Check out this link: http://forums.nvidia.com/index.php?showtopic=78487 (towards the end…)
BUt well, the URL does NOT cover the Latest Hyper-V from Microsoft. Has any1 tried?
I just read the tech-republic PDF – It talks about Synthetic devices – where one can assign devices directly to guest OSes… If that works for GPUs or the TESLA, we should get CUDA going on Virtualization platforms…
Has any1 got this installed? (Note: Hyper-V is only for 64-bit platforms…)
It sounds like what you’re suggesting is running CUDA from the virtual machine, but what I meant was running the virtual machine with CUDA. Or am I wrong?
How could you run a VM on CUDA…??
CUDA cannot run any general purpose OS. So… Hmm… I dont see your point.
Oops… SOrry, I just read “virtualization” and “CUDA” and started blabbering… Sorry about that…
I think GPUs are just not cut out for all that. Look at WARPs. They all execute the same instruction at the same point of time. It just does not fit the model of general purpose computing at all.
Emulating a x86 CPU on a GPU may seems irrelevant, but it could be done, and performance may be great if you emulate SIMULTANEOUSLY a huge number of x86 CPU.

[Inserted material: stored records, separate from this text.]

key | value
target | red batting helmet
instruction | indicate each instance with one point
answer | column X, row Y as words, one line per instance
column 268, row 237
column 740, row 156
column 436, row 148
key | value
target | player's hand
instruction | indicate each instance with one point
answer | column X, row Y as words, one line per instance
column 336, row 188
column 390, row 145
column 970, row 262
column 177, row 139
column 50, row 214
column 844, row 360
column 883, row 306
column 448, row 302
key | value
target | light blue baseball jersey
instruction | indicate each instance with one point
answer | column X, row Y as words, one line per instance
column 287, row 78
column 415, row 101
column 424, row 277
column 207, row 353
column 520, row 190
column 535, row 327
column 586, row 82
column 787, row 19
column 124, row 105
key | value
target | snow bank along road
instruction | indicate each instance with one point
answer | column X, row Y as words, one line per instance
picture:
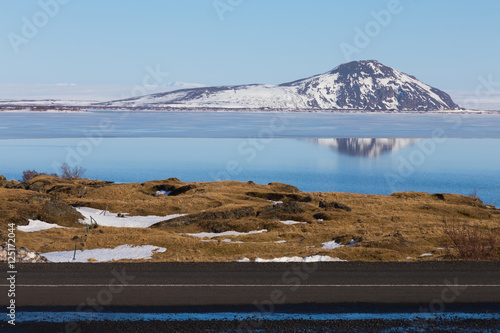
column 179, row 284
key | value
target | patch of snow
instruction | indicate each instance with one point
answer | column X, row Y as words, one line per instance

GPU may be efficient in the emulation because there’s a lot of invariant instruction decoding-code that may execute in parallel on a warp, while the resulting executed code for each thread will probably be executed sequentially (huge divergence on the emulated instructions at any point between the different emulated x86 core). The parallelization of the instruction decoding may enable good performance level, especially if you try to hide instruction differences (i.e: goto and mov are finally similar).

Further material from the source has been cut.